Since Apple opened the floodgates to the AppStore for iPhone and iPod touch, the amount of anticipatory feedback I am getting from customers has exploded. Not a day goes by without messages from hopeful customers asking if and when my applications will be available for the iPhone. In particular, Black Ink and MarsEdit.
Will I release versions of these applications for the iPhone? Most certainly. Without a doubt. When? That’s a bit tougher to answer. I want to release these applications as soon as I possibly can, but no sooner. That is, I don’t think it would be fair to the public or good for my reputation to release premature applications, so I’m taking “my sweet time” to be sure I’m at least satisfied that they are good, reliable 1.0 releases before I go public with them. Stay tuned!
In The Mean Time
So what is an anxious customer to do in the mean time? I appreciate that iPhone users find it extremely frustrating to imagine what powerful aides their devices could be to them, if only they had the right software. While I do expect that, in time, there will be no better way to blog or solves crossword puzzles on this device than with my software, there is other software that is worth mentioning.
Waiting For MarsEdit
In the blogging department, WordPress users at least should have something to tide them over soon. Matt Mullenweg has announced a native WordPress client, which is apparently complete and submitted to Apple. They’re just waiting for it to go live on the store. Since we can’t try it out yet, I can’t exactly vouch for it, but I hope it will be a step up from navigating the web interface from the phone!
The folks over at Six Apart have also released a native iPhone blogging client, but unfortunately it only works with their paid TypePad service, so it won’t be of much help unless you happen to subscribe to that service.
Waiting For Black Ink
The allure of crosswords on the iPhone must be pretty obvious, because there are already two applications available for downloading and solving puzzles, and they’re pretty good! I have enjoyed buying these applications and seeing how other developers have tackled the problem of displaying a crossword puzzle while also leaving enough room for the user to type in the answers.
The first, simply called “Crosswords,” was developed by my friend Ben Gottlieb, of Standalone, Inc.
Notice how they’ve developed a completely custom keyboard, which aside form sporting a monochromatic look, is also significantly smaller than the default keyboard. This leaves more room to show the puzzle content. The high quality of the custom artwork makes the application shine, although it’s clear the puzzle rendering itself could be a bit cleaner.

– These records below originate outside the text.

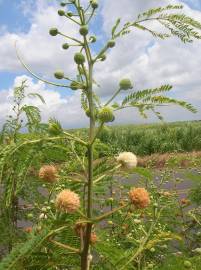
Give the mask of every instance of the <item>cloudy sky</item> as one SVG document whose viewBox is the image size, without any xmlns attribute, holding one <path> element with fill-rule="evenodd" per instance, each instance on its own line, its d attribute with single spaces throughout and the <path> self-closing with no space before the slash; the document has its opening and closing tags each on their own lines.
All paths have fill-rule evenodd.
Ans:
<svg viewBox="0 0 201 270">
<path fill-rule="evenodd" d="M 82 0 L 88 2 L 88 0 Z M 201 21 L 201 0 L 100 0 L 97 17 L 92 21 L 90 34 L 98 41 L 93 46 L 97 53 L 109 38 L 110 30 L 118 17 L 123 22 L 134 20 L 139 12 L 167 4 L 183 4 L 184 12 Z M 76 49 L 61 49 L 65 40 L 51 37 L 51 27 L 58 27 L 68 35 L 78 37 L 78 28 L 57 15 L 57 0 L 0 0 L 0 126 L 10 113 L 12 89 L 27 79 L 28 92 L 38 92 L 45 105 L 28 100 L 40 107 L 43 121 L 56 117 L 64 127 L 82 127 L 87 118 L 80 108 L 80 93 L 55 88 L 33 79 L 16 57 L 17 41 L 21 57 L 40 76 L 54 81 L 53 73 L 63 69 L 73 78 L 73 54 Z M 157 27 L 157 26 L 156 26 Z M 172 97 L 191 102 L 198 108 L 193 115 L 183 109 L 171 107 L 163 111 L 167 121 L 201 119 L 201 41 L 182 44 L 177 38 L 165 41 L 138 30 L 118 40 L 115 49 L 107 54 L 107 61 L 96 66 L 95 79 L 101 85 L 96 91 L 103 100 L 117 89 L 118 82 L 129 77 L 134 91 L 161 84 L 173 85 Z M 150 115 L 142 120 L 135 110 L 116 115 L 116 123 L 156 121 Z"/>
</svg>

The other application, called “2 Across,” comes to us from developer Eliza Block.
Notice that she uses the default keyboard, but provides an extremely zoomable puzzle display that exudes quality. The rendering is extremely sharp and the touch responsiveness is immediate. I also like how she animates the puzzle when you select a square, so that the word is as visible as possible within the confines of the display.
Back To Work
It would have been a great joy to have my applications in the App Store on day one, but looking on the bright side, it will be somewhat easier to finish developing them and to release them in a known context. It’s becoming clearer by the day what people are looking for in the store, and the wealth of applications makes it easier to experience what works and what doesn’t work on this new platform.